Furthermore any first notification delay will <b>not</b> be applied in that case.
ID: 8070
Title: Fix notification type for the end of downtimes
Component: cmc
Level: 2
Class: Bug fix
Version: 1.2.5i6
When a downtime ends the CMC used to set the NOTIFICATION_TYPE to
<tt>DOWNTIMESTOPPED</tt>, while Nagios uses <tt>DOWNTIMEEND</tt>. This
leads to an invalid notification classification in the rule based
notification, so that instead of the type <i>Downtime Start or End</i>
a normal altert type was being assumed. That has been fixed now.
ID: 8065
Title: Savely direct any verbose or diagnostic output from check_mk or checks to cmc.log
Component: cmc
Level: 2
Class: New feature
Version: 1.2.6b1
If any check outputs something to stdout or stderr (which it should not do in
production mode) or if a function in the check_mk code (such as inline SNMP)
outputs data to stdout or stderr, then this will now savely be logged to the
CMC log with the classification "warning". This will allow easier debugging
and error handling. Also the logfile <tt>cmc-helper.log</tt> will no longer
be created.

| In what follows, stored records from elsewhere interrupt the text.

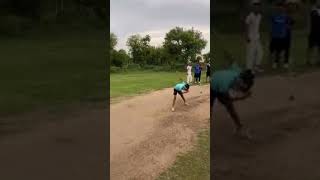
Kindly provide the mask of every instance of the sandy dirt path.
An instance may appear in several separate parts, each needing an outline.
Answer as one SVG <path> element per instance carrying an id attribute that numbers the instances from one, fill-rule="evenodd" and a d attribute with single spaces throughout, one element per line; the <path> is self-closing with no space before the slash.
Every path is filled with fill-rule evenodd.
<path id="1" fill-rule="evenodd" d="M 208 85 L 191 87 L 189 106 L 178 97 L 175 112 L 172 94 L 169 88 L 111 105 L 111 180 L 154 179 L 209 126 Z"/>
<path id="2" fill-rule="evenodd" d="M 212 171 L 216 180 L 320 179 L 320 73 L 257 80 L 254 96 L 237 103 L 252 142 L 232 136 L 224 108 L 214 111 Z M 295 100 L 290 101 L 289 96 Z"/>
<path id="3" fill-rule="evenodd" d="M 38 126 L 20 132 L 17 121 L 37 121 L 31 124 Z M 37 111 L 0 122 L 1 132 L 6 133 L 0 139 L 0 179 L 106 179 L 103 105 L 60 113 Z"/>

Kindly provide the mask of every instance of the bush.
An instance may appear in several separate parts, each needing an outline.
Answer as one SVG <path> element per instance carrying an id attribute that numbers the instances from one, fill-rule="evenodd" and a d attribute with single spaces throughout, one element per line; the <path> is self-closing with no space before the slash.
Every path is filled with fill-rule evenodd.
<path id="1" fill-rule="evenodd" d="M 110 73 L 118 73 L 121 72 L 122 69 L 120 67 L 116 67 L 116 66 L 111 66 L 110 67 Z"/>
<path id="2" fill-rule="evenodd" d="M 128 70 L 139 70 L 141 66 L 139 64 L 129 64 L 127 67 Z"/>

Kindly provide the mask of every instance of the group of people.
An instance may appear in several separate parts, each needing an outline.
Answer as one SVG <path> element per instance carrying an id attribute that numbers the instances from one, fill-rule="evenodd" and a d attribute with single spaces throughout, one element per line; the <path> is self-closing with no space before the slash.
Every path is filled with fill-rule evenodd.
<path id="1" fill-rule="evenodd" d="M 184 98 L 183 94 L 189 92 L 190 84 L 193 83 L 192 81 L 192 65 L 191 63 L 188 63 L 187 65 L 187 82 L 181 82 L 175 85 L 173 88 L 173 102 L 172 102 L 172 111 L 175 111 L 175 103 L 177 99 L 177 95 L 179 94 L 184 102 L 184 105 L 188 105 L 186 102 L 186 99 Z M 210 63 L 208 62 L 206 65 L 206 82 L 208 82 L 211 74 L 211 67 Z M 194 66 L 194 84 L 201 83 L 201 73 L 202 73 L 202 67 L 200 65 L 200 62 L 196 63 Z"/>
<path id="2" fill-rule="evenodd" d="M 284 68 L 289 67 L 290 46 L 292 36 L 293 19 L 288 13 L 288 4 L 285 2 L 278 2 L 276 11 L 271 17 L 271 41 L 270 41 L 270 55 L 273 58 L 273 68 L 278 68 L 280 57 L 284 54 Z M 260 11 L 261 2 L 259 0 L 252 1 L 252 11 L 248 14 L 245 20 L 247 27 L 246 41 L 247 41 L 247 62 L 246 69 L 242 70 L 236 64 L 226 70 L 216 71 L 210 82 L 210 112 L 213 113 L 213 107 L 216 100 L 218 100 L 230 114 L 235 127 L 236 134 L 242 137 L 250 138 L 250 134 L 240 121 L 239 115 L 234 107 L 234 102 L 244 100 L 251 96 L 251 89 L 255 82 L 255 73 L 262 72 L 261 61 L 263 58 L 262 44 L 260 41 L 260 23 L 262 13 Z M 320 54 L 320 0 L 317 0 L 310 13 L 310 32 L 309 42 L 307 48 L 307 63 L 311 64 L 311 55 L 315 48 L 318 48 Z M 210 67 L 210 66 L 209 66 Z M 188 82 L 192 81 L 191 69 L 188 66 Z M 210 68 L 207 68 L 207 70 Z M 198 73 L 198 71 L 196 71 Z M 210 75 L 209 75 L 210 76 Z M 191 77 L 191 78 L 190 78 Z M 198 77 L 198 76 L 195 76 Z M 191 80 L 190 80 L 191 79 Z M 174 87 L 174 105 L 176 95 L 189 92 L 189 83 L 179 83 Z"/>
<path id="3" fill-rule="evenodd" d="M 252 0 L 250 13 L 245 19 L 245 38 L 247 42 L 247 69 L 253 73 L 262 72 L 263 47 L 261 43 L 260 24 L 263 18 L 260 0 Z M 270 18 L 271 38 L 269 53 L 272 67 L 279 67 L 280 58 L 284 56 L 284 68 L 289 68 L 292 27 L 294 20 L 290 11 L 290 2 L 279 1 L 275 4 L 274 12 Z M 310 13 L 310 32 L 307 48 L 307 64 L 312 64 L 312 55 L 317 47 L 320 52 L 320 0 L 317 0 Z"/>
<path id="4" fill-rule="evenodd" d="M 202 67 L 200 63 L 196 63 L 194 66 L 194 81 L 192 80 L 192 65 L 191 63 L 188 63 L 187 65 L 187 83 L 191 84 L 201 84 L 201 74 L 202 74 Z M 210 69 L 210 63 L 208 62 L 206 65 L 206 82 L 208 82 L 211 74 L 211 69 Z"/>
<path id="5" fill-rule="evenodd" d="M 234 107 L 234 102 L 244 100 L 251 96 L 251 89 L 254 85 L 255 73 L 262 72 L 261 61 L 263 58 L 262 44 L 260 41 L 260 23 L 262 13 L 261 2 L 252 1 L 252 11 L 245 19 L 246 41 L 247 41 L 247 62 L 246 70 L 241 70 L 235 64 L 226 70 L 216 71 L 211 79 L 210 86 L 210 110 L 217 99 L 230 114 L 235 127 L 236 134 L 250 138 L 250 134 L 240 121 L 239 115 Z M 273 60 L 273 68 L 279 67 L 280 57 L 284 56 L 284 68 L 289 67 L 290 46 L 292 37 L 292 25 L 294 23 L 289 14 L 289 4 L 279 1 L 275 5 L 275 12 L 271 17 L 271 40 L 270 55 Z M 320 52 L 320 0 L 317 0 L 310 13 L 310 32 L 307 48 L 307 63 L 311 64 L 311 55 L 317 47 Z"/>

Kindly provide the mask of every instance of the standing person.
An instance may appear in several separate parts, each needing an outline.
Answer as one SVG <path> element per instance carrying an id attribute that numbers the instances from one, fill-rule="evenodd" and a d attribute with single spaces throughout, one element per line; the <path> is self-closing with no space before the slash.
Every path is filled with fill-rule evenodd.
<path id="1" fill-rule="evenodd" d="M 310 33 L 307 51 L 307 64 L 311 65 L 311 57 L 315 48 L 318 48 L 318 58 L 320 55 L 320 0 L 317 0 L 310 13 Z M 318 59 L 319 60 L 319 59 Z M 319 61 L 318 61 L 319 63 Z"/>
<path id="2" fill-rule="evenodd" d="M 210 66 L 210 62 L 208 62 L 208 63 L 207 63 L 206 83 L 208 82 L 208 79 L 210 80 L 210 75 L 211 75 L 211 66 Z"/>
<path id="3" fill-rule="evenodd" d="M 263 50 L 260 41 L 260 24 L 262 19 L 261 2 L 252 0 L 251 12 L 245 20 L 247 41 L 247 69 L 254 72 L 262 72 L 261 61 L 263 58 Z"/>
<path id="4" fill-rule="evenodd" d="M 200 84 L 200 78 L 201 78 L 201 66 L 199 63 L 197 63 L 194 67 L 194 81 L 195 84 Z"/>
<path id="5" fill-rule="evenodd" d="M 192 83 L 192 65 L 191 63 L 188 63 L 187 66 L 187 83 Z"/>
<path id="6" fill-rule="evenodd" d="M 281 1 L 276 3 L 276 12 L 271 17 L 271 42 L 270 55 L 273 59 L 273 68 L 279 65 L 281 53 L 285 52 L 288 38 L 289 18 L 286 14 L 285 4 Z M 284 68 L 289 68 L 289 59 L 285 58 Z"/>
<path id="7" fill-rule="evenodd" d="M 290 60 L 290 49 L 291 49 L 291 39 L 292 39 L 292 28 L 294 25 L 294 20 L 292 18 L 291 12 L 289 10 L 290 3 L 286 5 L 286 14 L 287 14 L 287 33 L 286 33 L 286 40 L 285 40 L 285 48 L 284 48 L 284 58 L 285 62 L 287 62 L 287 65 L 285 64 L 285 68 L 288 68 L 289 60 Z"/>

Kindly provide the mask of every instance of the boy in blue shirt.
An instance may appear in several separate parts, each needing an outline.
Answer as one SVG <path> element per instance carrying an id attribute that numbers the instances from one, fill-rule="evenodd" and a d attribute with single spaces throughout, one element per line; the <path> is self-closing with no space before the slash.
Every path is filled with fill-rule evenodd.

Messages go into <tt>cmc.log</tt> instead.
ID: 8055
Title: Change authorization method for host/service groups to loose
Component: config
Level: 2
Class: incomp
Version: 1.2.5i5
Up to now the CMC adopted the behaviour of Nagios when it came to the
authorization of seeing host and service groups. Nagios lets a user see a
host group only if he is contact for <b>every</b> host in that group. That
leads to anomalies, however. Because in the details of a host you can see
the group nevertheless and some of the views kind of display a host group,
just by printing out the host plus the group it is contained in.
Both in normal Livestatus and with the CMC you can change the behaviour.
In CMC this is done with <i>Authorization settings</i> in the global
settings.
<b>Note:</b> the new default setting is now <i>loose</i>. If you want
back the previous behaviour, please change it back in the global
settings.
ID: 8057
Title: Avoid SmartPING timeouts in situation of high disk I/O
Component: cmc
Level: 2
Class: Bug fix
Version: 1.2.5i5
In situations where the operating system in in high disk I/O and
many processes run into disk wait, the micro core seemed sometimes
to register PING timeouts. That was simply due to the fact that
the core itself was delayed and thought the PING packages didn't
arrive in time.
This has now been fixed, by assuming that when checking the
PING timeout taking into account the time since the last check:
CMC assumes now that all PING must have arrived directly at
the beginning of the current interval, not at the end.
ID: 8053
Title: Fix sporadic invalid OK status for active checks
Component: cmc
Level: 2
Class: Bug fix
Version: 1.2.5i4
In some very rare cases the CMC misinterpreted the check result status of active
checks as OK, even if the status would be WARN, CRIT or UNKNOWN. This was due
to an invalid byte offset. This has been fixed.
ID: 8054
Title: Reschedule checks if next check would be too far in future after config change
Component: cmc
Level: 2
Class: Bug fix
Version: 1.2.5i5
If due to a configuration change (in the check period or in the check interval) the
next scheduled check of a host or service would be too far in the future, then it
is now being rescheduled to be at correctly expected time.